Kaçırdığı bir namaz hatırında iken vitir de dahil (herhangi bir) farz namazını kılan kimsenin (kıldığı bu) farz namazı şarta bağlı olarak bozulur.[3][3] (Ama) hatırında bulunan terkedilmiş namazdan sonra kıldığı beşinci farzın vakti de çıkınca, (terkedilmiş namazlar hükmen altıya ulaşacağından) kıldığı bütün bu namazlar bozulmuş olmaktan çıkar, (yani beşinci farz namazın vakti çıktıktan) sonra terkedilmiş namazın kaza edilmesiyle (kılman bu beş farz namaz) bozulmuş olmaktan kurtulur. Eğer beşinci namazın vakti çıkmadan evvel terkedilmiş namaz kaza edilirse, daha evvel (kılınamayan namaz) hatırında iken kıldığı namaz (farz olma) vasfını[4][4] kaybederek nafile olur... Kaçırılan namazların çok olması halinde (kaza edilmek istendiğinde, bunların) belirtilmesi icâb eder. Kolaylık olması bakımından (meselâ kılınamayan) ilk veya son öğle namazınfın kazasın)a niyet edilir. (Öte yandan) iki (yıllık) ramazan (orucunun) kazasında da birbirinden farklı iki doğrulayıcıdan (ki Zeyla'î belirtmenin gerekliliğine, el-Hulâsa ise gereksizliğine işaret etmiştir) birinin (görüşü doğrultusunda) niyet edilir. Dâr-ı harb'de İslâm'a girenler, şer'î (emir)leri bilmediklerinden (namaz ve oruçları kaza etmemekte) mazurdurlar.
[1][1] Bu sebeple tertibin düşmesindeki hikmet şudur: Kılmamayan namazlarla vakit namazları arasında tertibe riayet edildiğinde (yani sıra gözetildiğinde) vakit namazının kerahet vaktinde (kılınması) icâb eder, dolayısıyla da (bu namaz) noksan olur. Halbuki şer'î yönden bir farzın noksansız olarak edası istenmektedir.
[2][2] "Yenisi" kelimesiyle yeni bir namaz, "eski" kelimesiyle de eskiden unutulan namazlar kasdolunuyor. Yani burada, "Mükellef yeni bir namazı (daha) kaçırırsa, bu yeni namazla bundan sonraki vakit namazları arasında tertîb avdet etmez" denilmek isteniyor.

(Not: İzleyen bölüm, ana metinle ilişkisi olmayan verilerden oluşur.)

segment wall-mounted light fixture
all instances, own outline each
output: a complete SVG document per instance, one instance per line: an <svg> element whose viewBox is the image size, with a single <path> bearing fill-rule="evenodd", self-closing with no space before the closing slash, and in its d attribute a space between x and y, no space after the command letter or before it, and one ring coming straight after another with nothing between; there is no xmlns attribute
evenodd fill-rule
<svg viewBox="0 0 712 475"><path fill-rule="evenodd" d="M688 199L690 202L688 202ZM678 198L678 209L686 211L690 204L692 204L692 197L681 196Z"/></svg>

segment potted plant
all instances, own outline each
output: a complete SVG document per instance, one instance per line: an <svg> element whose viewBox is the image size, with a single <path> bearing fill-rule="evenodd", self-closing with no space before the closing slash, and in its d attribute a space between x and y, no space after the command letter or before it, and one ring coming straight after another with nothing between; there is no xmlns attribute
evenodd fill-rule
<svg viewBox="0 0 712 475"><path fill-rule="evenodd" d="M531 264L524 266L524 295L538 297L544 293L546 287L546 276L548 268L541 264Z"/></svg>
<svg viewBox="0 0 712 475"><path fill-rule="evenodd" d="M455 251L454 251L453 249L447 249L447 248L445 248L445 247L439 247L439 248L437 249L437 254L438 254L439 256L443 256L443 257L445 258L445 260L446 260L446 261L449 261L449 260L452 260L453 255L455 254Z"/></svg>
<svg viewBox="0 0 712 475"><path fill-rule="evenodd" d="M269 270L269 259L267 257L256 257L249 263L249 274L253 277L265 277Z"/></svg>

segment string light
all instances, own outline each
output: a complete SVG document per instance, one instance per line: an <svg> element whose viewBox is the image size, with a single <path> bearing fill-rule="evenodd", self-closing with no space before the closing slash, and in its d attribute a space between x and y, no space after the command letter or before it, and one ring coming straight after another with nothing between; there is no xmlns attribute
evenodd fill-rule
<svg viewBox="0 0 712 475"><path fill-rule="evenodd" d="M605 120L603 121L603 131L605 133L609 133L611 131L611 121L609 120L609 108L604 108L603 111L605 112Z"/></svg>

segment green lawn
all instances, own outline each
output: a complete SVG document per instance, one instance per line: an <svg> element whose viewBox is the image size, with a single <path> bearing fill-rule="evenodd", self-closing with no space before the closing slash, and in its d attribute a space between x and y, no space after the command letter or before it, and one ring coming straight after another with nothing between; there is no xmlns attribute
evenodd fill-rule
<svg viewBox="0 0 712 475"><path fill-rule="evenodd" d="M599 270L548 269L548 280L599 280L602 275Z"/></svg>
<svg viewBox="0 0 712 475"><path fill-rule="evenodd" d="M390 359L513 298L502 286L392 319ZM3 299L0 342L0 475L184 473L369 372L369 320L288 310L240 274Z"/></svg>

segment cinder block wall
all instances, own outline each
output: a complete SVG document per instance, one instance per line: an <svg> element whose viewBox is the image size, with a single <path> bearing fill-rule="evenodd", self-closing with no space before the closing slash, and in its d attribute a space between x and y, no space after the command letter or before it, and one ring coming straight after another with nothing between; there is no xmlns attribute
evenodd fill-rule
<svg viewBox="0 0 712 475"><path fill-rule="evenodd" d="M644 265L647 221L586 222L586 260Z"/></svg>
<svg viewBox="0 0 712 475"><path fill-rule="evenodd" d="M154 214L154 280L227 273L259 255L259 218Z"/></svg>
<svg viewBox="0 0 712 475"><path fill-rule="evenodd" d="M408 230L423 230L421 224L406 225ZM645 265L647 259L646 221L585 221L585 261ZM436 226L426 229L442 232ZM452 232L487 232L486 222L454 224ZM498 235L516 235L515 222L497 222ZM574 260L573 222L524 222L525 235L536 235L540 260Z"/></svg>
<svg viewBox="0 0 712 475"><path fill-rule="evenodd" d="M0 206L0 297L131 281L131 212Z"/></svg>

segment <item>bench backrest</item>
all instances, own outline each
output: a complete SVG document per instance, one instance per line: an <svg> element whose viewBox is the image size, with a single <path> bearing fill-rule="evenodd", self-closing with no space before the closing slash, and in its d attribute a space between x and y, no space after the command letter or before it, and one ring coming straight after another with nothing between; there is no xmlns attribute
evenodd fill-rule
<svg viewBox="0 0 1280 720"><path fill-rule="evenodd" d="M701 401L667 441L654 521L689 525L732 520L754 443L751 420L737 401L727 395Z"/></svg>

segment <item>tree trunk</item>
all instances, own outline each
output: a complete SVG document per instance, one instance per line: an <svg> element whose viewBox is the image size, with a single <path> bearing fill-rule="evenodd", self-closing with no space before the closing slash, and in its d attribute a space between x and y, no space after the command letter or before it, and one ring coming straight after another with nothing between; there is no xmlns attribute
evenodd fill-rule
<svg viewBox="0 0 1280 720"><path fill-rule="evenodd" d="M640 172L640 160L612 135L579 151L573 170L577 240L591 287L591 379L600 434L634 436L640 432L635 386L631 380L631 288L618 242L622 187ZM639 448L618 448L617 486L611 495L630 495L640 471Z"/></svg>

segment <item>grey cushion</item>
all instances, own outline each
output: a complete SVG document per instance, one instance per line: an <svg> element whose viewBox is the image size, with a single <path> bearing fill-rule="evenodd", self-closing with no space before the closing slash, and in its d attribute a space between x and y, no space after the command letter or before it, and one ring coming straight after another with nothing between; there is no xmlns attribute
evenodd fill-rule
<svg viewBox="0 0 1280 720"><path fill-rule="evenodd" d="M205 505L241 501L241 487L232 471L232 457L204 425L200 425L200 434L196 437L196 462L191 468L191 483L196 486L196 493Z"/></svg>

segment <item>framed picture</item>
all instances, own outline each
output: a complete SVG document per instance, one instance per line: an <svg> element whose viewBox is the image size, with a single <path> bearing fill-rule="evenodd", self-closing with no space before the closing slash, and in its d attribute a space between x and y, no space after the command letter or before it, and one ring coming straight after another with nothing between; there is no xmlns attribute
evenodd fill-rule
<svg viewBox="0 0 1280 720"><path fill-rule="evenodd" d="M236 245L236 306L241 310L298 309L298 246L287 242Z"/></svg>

Bir grup âlim ise: "Kılmamayan eski altı namaz dikkate alınmaz ve kılmamayan yeni namazı kaza etmeden vakit namazını kılmak doğru olmaz; bu, (namazı kaçıranlara) zecrî bir tedbir mahiyetindedir" demişlerdir.

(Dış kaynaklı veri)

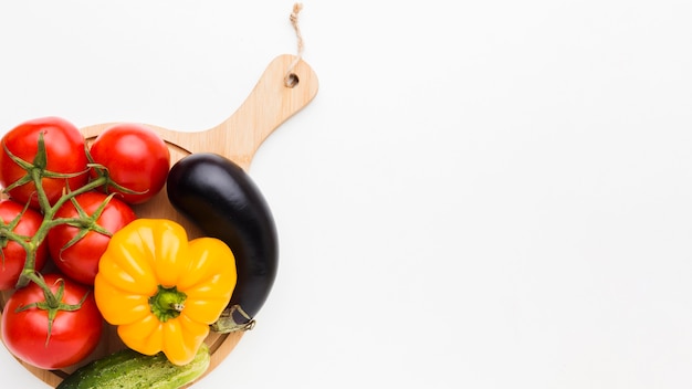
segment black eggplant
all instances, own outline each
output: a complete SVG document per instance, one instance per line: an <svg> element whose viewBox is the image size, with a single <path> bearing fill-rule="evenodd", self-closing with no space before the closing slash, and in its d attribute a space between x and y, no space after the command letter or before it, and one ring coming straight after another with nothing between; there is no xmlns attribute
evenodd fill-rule
<svg viewBox="0 0 692 389"><path fill-rule="evenodd" d="M235 290L211 328L220 333L251 328L279 264L276 227L264 197L240 166L211 153L176 162L166 187L171 206L206 235L222 240L235 256Z"/></svg>

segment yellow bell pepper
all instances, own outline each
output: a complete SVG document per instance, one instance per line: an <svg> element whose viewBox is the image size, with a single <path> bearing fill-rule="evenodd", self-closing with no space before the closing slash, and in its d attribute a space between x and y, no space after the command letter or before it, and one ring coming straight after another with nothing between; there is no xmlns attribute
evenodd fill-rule
<svg viewBox="0 0 692 389"><path fill-rule="evenodd" d="M228 305L235 260L213 238L188 242L170 220L137 219L111 238L101 257L94 296L125 345L145 355L164 351L186 365Z"/></svg>

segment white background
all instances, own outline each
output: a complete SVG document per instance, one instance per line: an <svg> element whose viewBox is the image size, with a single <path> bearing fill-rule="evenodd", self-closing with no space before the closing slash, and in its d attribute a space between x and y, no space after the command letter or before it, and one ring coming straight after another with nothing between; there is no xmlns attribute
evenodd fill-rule
<svg viewBox="0 0 692 389"><path fill-rule="evenodd" d="M292 6L3 2L0 128L212 127ZM692 387L692 3L304 6L319 93L250 169L279 278L196 388Z"/></svg>

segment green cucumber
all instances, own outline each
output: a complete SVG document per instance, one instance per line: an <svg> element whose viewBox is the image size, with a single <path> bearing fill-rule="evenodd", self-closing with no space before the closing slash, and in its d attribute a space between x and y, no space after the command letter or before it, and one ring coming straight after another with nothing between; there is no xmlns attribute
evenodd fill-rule
<svg viewBox="0 0 692 389"><path fill-rule="evenodd" d="M124 349L84 365L55 389L177 389L203 375L210 361L209 347L203 343L185 366L175 366L162 353L146 356Z"/></svg>

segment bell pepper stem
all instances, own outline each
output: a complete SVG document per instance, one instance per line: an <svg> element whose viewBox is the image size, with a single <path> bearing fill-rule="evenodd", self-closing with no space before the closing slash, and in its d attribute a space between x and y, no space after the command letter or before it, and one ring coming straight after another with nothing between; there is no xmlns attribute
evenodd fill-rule
<svg viewBox="0 0 692 389"><path fill-rule="evenodd" d="M177 286L165 287L158 285L156 294L149 297L149 307L151 313L162 323L169 318L180 316L180 313L185 309L187 297L187 294L178 291Z"/></svg>

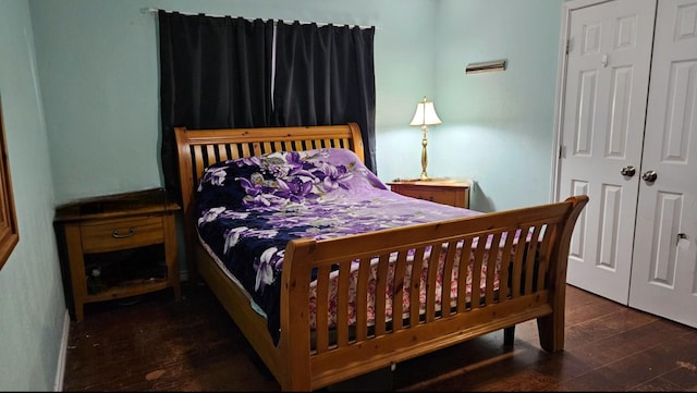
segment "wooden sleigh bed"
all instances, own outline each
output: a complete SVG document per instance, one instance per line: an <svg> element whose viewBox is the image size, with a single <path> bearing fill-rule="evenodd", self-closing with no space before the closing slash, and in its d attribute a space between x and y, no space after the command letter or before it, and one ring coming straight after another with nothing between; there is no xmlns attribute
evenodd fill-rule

[3][3] Namazın, şarta bağlı olarak bozulmasında iki durum söz konusudur: Namaz ya gerçekten bozulur yahut da bozulma durumu ortadan kalkar. Kılmamayan namazlar hatırda olduğu halde kılman vakit namazlarından beşincisinin vakti çıktıktan sonra namazın bozulma durumunun ortadan kalkmasının sırrı, birinci şıkta söylediğimiz gibi, bu beş namaz, şarta bağlı olarak bozulur, bozulan namaz ise
terkedilmiş namaz gibidir. (Sayılan) beşe varmış namazlar, hatırda bulunan terkedilmiş namaza eklenince sanki
altı vakit namaz terkedilmiş gibi olur. Artık terkedilmiş namazların altıya ulaşması halinde tertîbin (sıra gözetme
lüzumunun) düşeceği bilinen birşeydir.
[4][4] Kılınan namaz, namaz olmaktan çıkmaz, sadece farz olmaktan çıkarak nafile namaza dönüşür.